THE TALENT GIVEN US

C+

It’s getting more and more difficult for little independent movies to make a mark nowadays, as there are so many of them about; so it’s not surprising that their makers resort increasingly to gimmicks to set their work apart and get it some added attention. The tactic used by Andrew Wagner, who wrote, produced, directed, and shot this little effort (also appearing in it, though briefly) is to cast his own family members in the lead parts. This compels those watching to ask themselves the inevitable questions. How much of what we’re being shown is autobiographical, and how much invented? How close are the people in the cast to their characters? How much of the dialogue is improvised, and how much Wagner’s creation? The effect is necessarily to make the viewer feel even more the voyeur than unusual, and it’s certainly enough to attract media notice.

The story is surely simple enough. Judy and Allen, the latter retired from a stock trader’s job and severely impaired physically, have one grown daughter living near them in New York and a son and another daughter in California. Allen, troubled not only by his health but by money worries that he keeps to himself, impulsively trades in their car for an SUV just as their West Coast daughter arrives for a visit; but almost immediately after picking her up Judy decides that they should all drive to Los Angeles to visit Allen, whom they’ve not seen in years. Much of the rest of the picture is taken up with their long road trip, during which they not only pick up a couple of acquaintances–a girl named Bumby (Judy Dixon), who’s just been fired from the set of “Field of Dreams 2” in Iowa, and actor Billy Wirth, whom they bump into by chance in New Mexico–but reveal the family’s tortured past, most notably an act of infidelity that’s colored the marriage ever since. The final section of the picture involves their futile search for Allen in Los Angeles and return to the east, where Judy and Allen find a surprise awaiting them.

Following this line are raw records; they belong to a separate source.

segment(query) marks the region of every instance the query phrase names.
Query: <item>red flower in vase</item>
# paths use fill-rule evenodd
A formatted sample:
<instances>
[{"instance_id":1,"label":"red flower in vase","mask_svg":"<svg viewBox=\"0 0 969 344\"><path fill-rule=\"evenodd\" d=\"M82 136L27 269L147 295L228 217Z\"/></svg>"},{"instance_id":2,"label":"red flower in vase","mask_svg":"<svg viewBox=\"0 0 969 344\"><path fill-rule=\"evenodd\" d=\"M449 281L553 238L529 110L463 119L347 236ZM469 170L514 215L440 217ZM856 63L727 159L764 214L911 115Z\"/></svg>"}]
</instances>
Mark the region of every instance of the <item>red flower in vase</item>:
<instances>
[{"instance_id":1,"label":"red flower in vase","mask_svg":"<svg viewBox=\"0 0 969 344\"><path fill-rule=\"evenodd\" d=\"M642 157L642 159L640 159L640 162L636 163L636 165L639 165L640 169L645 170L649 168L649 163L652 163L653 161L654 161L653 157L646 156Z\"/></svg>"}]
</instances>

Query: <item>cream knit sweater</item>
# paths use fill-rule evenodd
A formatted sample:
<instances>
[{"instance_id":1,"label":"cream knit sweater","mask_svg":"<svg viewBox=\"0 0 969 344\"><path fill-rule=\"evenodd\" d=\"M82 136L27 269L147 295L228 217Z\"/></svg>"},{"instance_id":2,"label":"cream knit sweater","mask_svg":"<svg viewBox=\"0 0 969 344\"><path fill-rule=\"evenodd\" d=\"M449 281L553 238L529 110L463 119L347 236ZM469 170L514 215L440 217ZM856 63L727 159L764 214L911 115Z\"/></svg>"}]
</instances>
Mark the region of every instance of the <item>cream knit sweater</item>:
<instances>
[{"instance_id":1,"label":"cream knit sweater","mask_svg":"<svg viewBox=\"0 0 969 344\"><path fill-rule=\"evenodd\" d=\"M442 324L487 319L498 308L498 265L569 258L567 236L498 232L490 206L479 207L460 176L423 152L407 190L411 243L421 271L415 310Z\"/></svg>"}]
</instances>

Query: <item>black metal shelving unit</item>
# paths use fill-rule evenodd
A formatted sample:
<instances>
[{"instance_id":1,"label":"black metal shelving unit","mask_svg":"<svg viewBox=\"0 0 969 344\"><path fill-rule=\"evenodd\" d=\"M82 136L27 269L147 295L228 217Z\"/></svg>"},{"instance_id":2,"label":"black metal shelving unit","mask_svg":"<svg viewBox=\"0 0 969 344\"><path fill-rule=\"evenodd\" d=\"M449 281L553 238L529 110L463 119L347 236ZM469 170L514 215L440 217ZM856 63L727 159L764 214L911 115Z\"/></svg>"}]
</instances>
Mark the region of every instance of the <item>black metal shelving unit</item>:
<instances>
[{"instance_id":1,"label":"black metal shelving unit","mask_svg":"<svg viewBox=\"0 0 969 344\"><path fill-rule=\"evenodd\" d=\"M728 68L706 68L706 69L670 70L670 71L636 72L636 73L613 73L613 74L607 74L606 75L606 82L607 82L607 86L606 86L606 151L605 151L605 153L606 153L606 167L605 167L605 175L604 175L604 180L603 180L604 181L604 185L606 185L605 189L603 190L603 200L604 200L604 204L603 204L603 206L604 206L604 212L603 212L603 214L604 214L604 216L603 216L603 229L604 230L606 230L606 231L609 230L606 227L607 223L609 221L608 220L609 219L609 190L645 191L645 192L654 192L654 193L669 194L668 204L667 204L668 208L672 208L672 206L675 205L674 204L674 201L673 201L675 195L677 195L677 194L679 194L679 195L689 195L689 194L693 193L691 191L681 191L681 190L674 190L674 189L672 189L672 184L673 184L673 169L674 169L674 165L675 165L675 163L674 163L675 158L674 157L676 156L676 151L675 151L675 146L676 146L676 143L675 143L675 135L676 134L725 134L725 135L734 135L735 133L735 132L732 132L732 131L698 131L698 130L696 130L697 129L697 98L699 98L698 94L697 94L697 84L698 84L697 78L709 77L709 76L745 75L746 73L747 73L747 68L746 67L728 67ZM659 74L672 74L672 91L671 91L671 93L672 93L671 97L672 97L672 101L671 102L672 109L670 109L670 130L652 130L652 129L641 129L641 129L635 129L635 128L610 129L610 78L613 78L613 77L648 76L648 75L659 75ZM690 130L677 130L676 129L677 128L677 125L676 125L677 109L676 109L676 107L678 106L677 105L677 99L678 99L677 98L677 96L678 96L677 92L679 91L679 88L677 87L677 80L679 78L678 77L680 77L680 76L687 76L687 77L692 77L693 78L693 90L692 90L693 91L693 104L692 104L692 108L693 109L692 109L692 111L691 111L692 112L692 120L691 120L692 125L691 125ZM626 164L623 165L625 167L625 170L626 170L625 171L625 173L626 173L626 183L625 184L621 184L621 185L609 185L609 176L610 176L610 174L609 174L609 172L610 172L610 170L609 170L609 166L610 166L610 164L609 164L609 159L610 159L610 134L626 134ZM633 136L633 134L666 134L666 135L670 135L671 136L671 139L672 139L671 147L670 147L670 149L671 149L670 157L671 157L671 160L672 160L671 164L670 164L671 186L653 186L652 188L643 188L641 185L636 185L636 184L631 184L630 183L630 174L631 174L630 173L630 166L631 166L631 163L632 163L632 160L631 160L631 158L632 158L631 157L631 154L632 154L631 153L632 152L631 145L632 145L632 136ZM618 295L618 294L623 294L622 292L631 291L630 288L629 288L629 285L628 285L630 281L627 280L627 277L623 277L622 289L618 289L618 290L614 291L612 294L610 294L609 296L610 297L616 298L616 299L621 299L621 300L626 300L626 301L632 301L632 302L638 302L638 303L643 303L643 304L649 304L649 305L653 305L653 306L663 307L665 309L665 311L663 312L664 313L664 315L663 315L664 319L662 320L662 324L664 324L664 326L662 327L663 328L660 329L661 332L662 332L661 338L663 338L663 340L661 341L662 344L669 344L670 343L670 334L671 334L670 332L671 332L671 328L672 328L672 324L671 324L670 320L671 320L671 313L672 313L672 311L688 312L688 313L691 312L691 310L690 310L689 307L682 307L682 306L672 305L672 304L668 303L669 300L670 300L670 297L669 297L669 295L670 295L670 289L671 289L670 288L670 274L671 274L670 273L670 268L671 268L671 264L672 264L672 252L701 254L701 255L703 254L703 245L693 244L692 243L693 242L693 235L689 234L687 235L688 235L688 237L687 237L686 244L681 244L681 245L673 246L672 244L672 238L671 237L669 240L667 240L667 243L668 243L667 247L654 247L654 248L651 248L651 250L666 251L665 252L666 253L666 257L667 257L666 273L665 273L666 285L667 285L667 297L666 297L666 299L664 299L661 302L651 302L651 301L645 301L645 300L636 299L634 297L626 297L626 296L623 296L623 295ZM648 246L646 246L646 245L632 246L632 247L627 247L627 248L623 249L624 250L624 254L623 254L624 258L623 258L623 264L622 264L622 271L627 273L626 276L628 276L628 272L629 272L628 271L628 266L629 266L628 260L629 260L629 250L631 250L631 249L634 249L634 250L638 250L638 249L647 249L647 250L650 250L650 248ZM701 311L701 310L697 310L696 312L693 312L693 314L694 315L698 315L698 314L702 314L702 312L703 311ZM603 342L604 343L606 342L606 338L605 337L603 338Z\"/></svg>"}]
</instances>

“The Talent Given Us” certainly doesn’t paint the family in pretty or delicate tones, and one has to admit a degree of fascination in watching the dynamics of the Wagner clan work themselves out, especially since the script makes so little effort to keep events very tidy or organized. In many respects the film is, as a writer once described history, just one damned thing after another, and the action can seem chaotic. (There’s an episode involving a hospital that seems to have no explanation whatever.) On the other hand, the movie has moments that are truly remarkable—a brief encounter between Allen and Bumpy is perhaps the most notable. And that scene demonstrates something else–that amateurs Allen and Judy can easily hold their own against the professionals in the cast (the two daughters, Dixon and Wirth). But on balance the nuggets are embedded in just too much dross, especially the attention bestowed on Judy and the daughters, whose self-absorption and short-temperedness quickly become irritating. And then there’s the nagging issue of where Wagner puts himself in the equation. He’s effectively the movie’s Holy Grail, the goal toward which everyone is aiming–but what little we eventually see of him (in a tape of one of his classes at a local college) isn’t terribly engaging, and when we get a glimpse of the scripts he’s written stacked in his apartment closet, each of them looks so sizable that a film made of it would rival “Berlin Alexanderplatz” in length. There seems to be just a hint of self-glorification at work here.

So this little movie is pretty much a stunt, and not an entirely successful one. But it will probably garner considerable attention, and if the journey’s a bumpy one, it at least may persuade you that spending time with your own family isn’t so bad, after all.